Calm as they were, as professional as they are, the impression should not be conveyed that they failed to produce a big ruckus. “Not If You Were The Last Dandy On Earth” had the whole, nearly sold out crowd singing, and it was just a practice run for a raucous “Who?” I’d never heard them play “Going To Hell,” and it was an up-tempo delight. Something was slightly off in the mix, or the tuning, for “That Girl Suicide,” but this is a mild kvetch.

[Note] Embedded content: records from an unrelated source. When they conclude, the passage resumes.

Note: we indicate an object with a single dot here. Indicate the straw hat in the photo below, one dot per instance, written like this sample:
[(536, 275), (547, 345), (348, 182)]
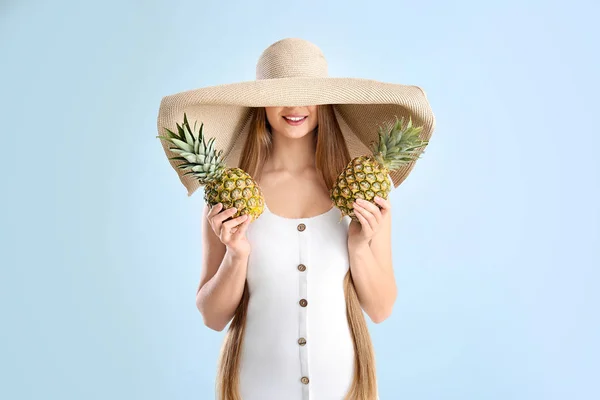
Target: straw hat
[(293, 72)]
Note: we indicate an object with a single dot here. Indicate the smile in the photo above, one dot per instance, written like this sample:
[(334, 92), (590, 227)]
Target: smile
[(295, 120)]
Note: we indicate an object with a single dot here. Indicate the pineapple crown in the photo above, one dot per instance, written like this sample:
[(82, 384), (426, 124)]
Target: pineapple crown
[(399, 144), (199, 156)]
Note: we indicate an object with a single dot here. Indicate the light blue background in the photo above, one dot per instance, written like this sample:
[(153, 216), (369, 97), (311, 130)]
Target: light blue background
[(496, 231)]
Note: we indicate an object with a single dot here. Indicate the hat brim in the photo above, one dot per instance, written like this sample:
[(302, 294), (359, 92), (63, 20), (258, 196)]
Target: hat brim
[(361, 107)]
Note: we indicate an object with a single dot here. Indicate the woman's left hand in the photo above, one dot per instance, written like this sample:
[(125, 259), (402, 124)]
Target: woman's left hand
[(370, 217)]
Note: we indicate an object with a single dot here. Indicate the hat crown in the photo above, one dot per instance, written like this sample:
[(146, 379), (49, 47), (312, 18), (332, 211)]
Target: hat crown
[(291, 58)]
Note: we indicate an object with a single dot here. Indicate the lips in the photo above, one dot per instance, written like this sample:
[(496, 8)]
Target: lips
[(295, 119)]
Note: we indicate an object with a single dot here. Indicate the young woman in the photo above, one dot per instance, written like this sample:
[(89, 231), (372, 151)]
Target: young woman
[(293, 284)]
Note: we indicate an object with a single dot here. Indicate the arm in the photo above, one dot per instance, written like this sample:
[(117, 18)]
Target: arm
[(370, 252), (223, 273)]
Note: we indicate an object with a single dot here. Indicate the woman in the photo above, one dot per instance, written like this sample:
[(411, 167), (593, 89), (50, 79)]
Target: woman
[(294, 283)]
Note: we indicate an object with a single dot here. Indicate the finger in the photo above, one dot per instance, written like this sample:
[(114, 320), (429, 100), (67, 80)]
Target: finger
[(223, 215), (372, 208), (385, 204), (233, 222), (364, 223), (214, 210), (368, 216), (243, 227), (230, 227)]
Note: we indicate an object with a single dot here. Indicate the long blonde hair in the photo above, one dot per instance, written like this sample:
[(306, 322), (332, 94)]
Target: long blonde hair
[(332, 156)]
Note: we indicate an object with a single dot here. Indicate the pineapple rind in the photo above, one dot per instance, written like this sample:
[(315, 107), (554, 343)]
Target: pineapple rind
[(231, 186)]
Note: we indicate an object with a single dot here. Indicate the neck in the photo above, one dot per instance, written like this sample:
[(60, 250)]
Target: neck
[(292, 155)]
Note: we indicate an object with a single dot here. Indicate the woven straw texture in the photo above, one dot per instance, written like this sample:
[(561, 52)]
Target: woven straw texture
[(293, 72)]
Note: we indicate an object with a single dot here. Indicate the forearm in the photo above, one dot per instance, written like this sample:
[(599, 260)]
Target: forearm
[(375, 284), (220, 296)]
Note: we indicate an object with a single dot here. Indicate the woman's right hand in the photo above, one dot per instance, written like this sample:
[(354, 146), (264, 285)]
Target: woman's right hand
[(232, 233)]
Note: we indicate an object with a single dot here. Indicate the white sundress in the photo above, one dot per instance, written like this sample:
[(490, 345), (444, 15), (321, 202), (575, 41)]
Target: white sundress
[(297, 344)]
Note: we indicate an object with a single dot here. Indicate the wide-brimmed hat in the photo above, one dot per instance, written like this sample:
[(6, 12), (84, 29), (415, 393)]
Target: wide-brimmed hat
[(293, 72)]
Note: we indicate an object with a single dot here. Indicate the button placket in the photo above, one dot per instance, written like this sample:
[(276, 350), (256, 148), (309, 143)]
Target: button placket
[(303, 309)]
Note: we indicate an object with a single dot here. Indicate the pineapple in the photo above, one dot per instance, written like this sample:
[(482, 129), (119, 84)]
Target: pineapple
[(366, 176), (232, 187)]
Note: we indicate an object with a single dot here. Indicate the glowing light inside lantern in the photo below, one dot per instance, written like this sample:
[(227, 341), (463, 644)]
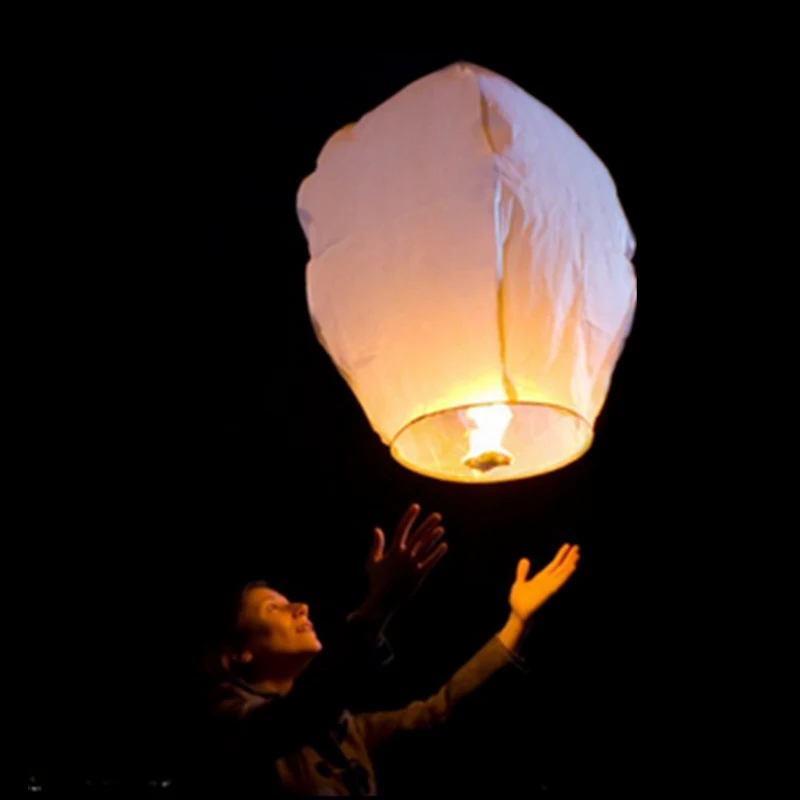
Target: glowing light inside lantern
[(486, 426)]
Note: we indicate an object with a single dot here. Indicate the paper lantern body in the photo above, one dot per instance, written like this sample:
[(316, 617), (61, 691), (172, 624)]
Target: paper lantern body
[(470, 276)]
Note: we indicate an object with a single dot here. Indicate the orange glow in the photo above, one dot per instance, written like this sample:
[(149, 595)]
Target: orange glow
[(486, 426)]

With the exception of “Hide and Seek, ” “Straight Up And Down,” and “Nailing Honey To The Bee,” they played all the songs you’d want them to (and they may even have played those, but after almost a two-hour set, we braved the D.C. streets.) “Servo,” and “Vacuum Boots” and “Anemone” were all quite fine.
Anton seemed stronger than he has the last few tours: still hidden behind a burka of forelocks, saying virtually nothing, standing as he always does playing to the stage, not to the crowd. But his voice was strong, and he’s still with us. As are those three guys shot out on the street just before the show, and since we haven’t heard otherwise, the driver of that pickup truck terrorizing the leafy interior suburbs of the Nation’s Capital. Whowouldathunk that The Brian Jonestown Massacre would be the steady counterpoint to the chaos of the streets, or even that in 2010, they’d still be around and kicking hard against beautiful songwriting strummed in perfect unison.